Layers¶

bit_axon.layers ¶

Classes¶

AxonSSM ¶

AxonSSM(config: BitAxonConfig)

Bases: Module

Mamba-style state space model layer with causal convolution.

Implements selective SSM with hardware-aware scan, causal conv1d prefix, and a gating branch (SiLU). The SSM expansion replaces the traditional FFN/MLP role in the block.

Attributes:

Name	Type	Description
`in_proj`		Projects input to 2x intermediate dim (x and z branches).
`conv1d`		Depthwise causal 1D convolution.
`x_proj`		Projects conv output to B, C, dt parameters.
`dt_proj`		Projects raw dt to per-channel step sizes.
`out_proj`		Projects SSM output back to hidden dim.
`A_log`		Log of the diagonal SSM state matrix (learnable).
`D`		Skip connection parameter per channel.

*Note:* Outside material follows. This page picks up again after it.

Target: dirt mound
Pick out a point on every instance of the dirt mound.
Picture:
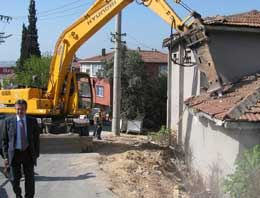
(138, 168)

Initialize the AxonSSM layer.

Parameters:

Name	Type	Description	Default
`config`	`BitAxonConfig`	BitAxonConfig with ssm_intermediate_dim, ssm_d_state, ssm_d_conv, and hidden_dim settings.	required

Attributes¶

in_proj instance-attribute ¶

in_proj = Linear(D, 2 * E, bias=False)

conv1d instance-attribute ¶

conv1d = Conv1d(E, E, kernel_size=d_conv, groups=E, bias=True)

x_proj instance-attribute ¶

x_proj = Linear(E, d_state * 2 + 1, bias=False)

dt_proj instance-attribute ¶

dt_proj = Linear(1, E, bias=True)

out_proj instance-attribute ¶

out_proj = Linear(E, D, bias=False)

d_conv instance-attribute ¶

d_conv = d_conv

d_state instance-attribute ¶

d_state = d_state

E instance-attribute ¶

E = E

A_log instance-attribute ¶

A_log = log(A)

D instance-attribute ¶

D = ones((E,))

Functions¶

__call__ ¶

__call__(x, cache=None)

Run the SSM forward pass.

Parameters:

Name	Type	Description	Default
`x`		Input tensor of shape (batch, seq_len, hidden_dim).	required
`cache`		Optional [conv_cache, ssm_state] from a previous step.	`None`

Returns:

Type	Description
	Tuple of (output, new_cache). Output has shape (batch, seq_len, hidden_dim).
	new_cache is [updated_conv_cache, updated_ssm_state] for autoregressive decoding.

AxonSSMBlock ¶

AxonSSMBlock(config: BitAxonConfig)

Bases: Module

Pure SSM block. No MLP — SSM's internal expansion serves the FFN role.

Initialize the SSM block.

Parameters:

Name	Type	Description	Default
`config`	`BitAxonConfig`	BitAxonConfig with hidden_dim and rms_norm_eps settings.	required

Attributes¶

input_norm instance-attribute ¶

input_norm = RMSNorm(hidden_dim, rms_norm_eps)

ssm instance-attribute ¶

ssm = AxonSSM(config)

Functions¶

__call__ ¶

__call__(x, cache=None)

Forward pass with residual connection.

Parameters:

Name	Type	Description	Default
`x`		Input tensor of shape (batch, seq_len, hidden_dim).	required
`cache`		Optional SSM cache from a previous step.	`None`

Returns:

Type	Description
	Tuple of (output, cache). Output has shape (batch, seq_len, hidden_dim).

AxonSWAMoEBlock ¶

AxonSWAMoEBlock(config: BitAxonConfig)

Bases: Module

SWA + MoE block with sliding window attention and sparse experts.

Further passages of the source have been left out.